Le costó incorporarse, como si durante la noche hubiese echado raíces o entre los omoplatos le hubiera crecido un musgo compacto y húmedo. Un escalofrío culebreó por la espina dorsal hasta perderse donde la evolución la había librado de lucir rabo.

Sin prisas se preparó un café cargado, encendió un pitillo- tenía que dejarlo- junto con retomar sus clases de yoga, practicar el inglés, ordenar los armarios, tener un hijo, tal vez un marido o un gato…

Tomaría un baño con sales de lavanda mientras en la cadena de música la voz de Dinah Washington cantaba Mad about de boy… y pensaría en cómo darle un giro a su vida.

No voy a reseñar con detalle en qué empleó Amanda su mañana de asueto y voy rauda a lo acontecido aquella tarde de otoño calurosa y seca como el lagrimal de un asesino en serie.

Barcelona. Cinco y treinta y cinco de la tarde, el sol cae a plomo sobre la plaza de Sant Jaume. Amanda ha quedado con una amiga en la Tetería del barrio judío, que huele a jengibre, menta y canela. Camina abstraída entre turistas que son los únicos que se atreven a vagabundear por la calle a esas horas.
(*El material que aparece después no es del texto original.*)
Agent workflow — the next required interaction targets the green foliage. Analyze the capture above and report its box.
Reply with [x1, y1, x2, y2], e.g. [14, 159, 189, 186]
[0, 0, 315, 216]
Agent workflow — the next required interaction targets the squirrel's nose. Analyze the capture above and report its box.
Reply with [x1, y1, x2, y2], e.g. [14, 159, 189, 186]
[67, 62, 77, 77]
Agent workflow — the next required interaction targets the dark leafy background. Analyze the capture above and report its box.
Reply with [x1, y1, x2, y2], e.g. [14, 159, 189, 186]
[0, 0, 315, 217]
Antes de que enfile las callejuelas estrechas y sombrías del call judío, nota un tirón a sus espaldas.  

Una masa negra, al principio informe, emerge de las plantas del calzado deportivo de Amanda y dividida en dos bandas se arrastra por el suelo. La Sombra se recuesta exhausta contra el muro, se yergue y se agiganta amenazante. Y en un requiebro corta con la zurda las ligaduras y corre alocada susurrando con su voz ahumada: Soy libre, libre…

-Vuelve. No eres nadie sin mí, le grita Amanda antes de perder el conocimiento.

Los médicos no encuentran explicación a la enfermedad de Amanda, apatía general sin causas conocidas y alucinaciones, diagnostican.

-Hola, le dice el psiquiatra, cuéntame esa historia de tu sombra, Amanda.

Y el galeno no puede evitar una sonrisa de condescendencia, mientras escribe en un papel: Psicótica.

Pero yo sé, porque lo vi, y ahora vosotros también que Amanda no tiene alucinaciones. Pobre Amanda.

(Cuento que dedico a mi amiga Silvia de wastedcherry  ¡Feliz cumpleaños!)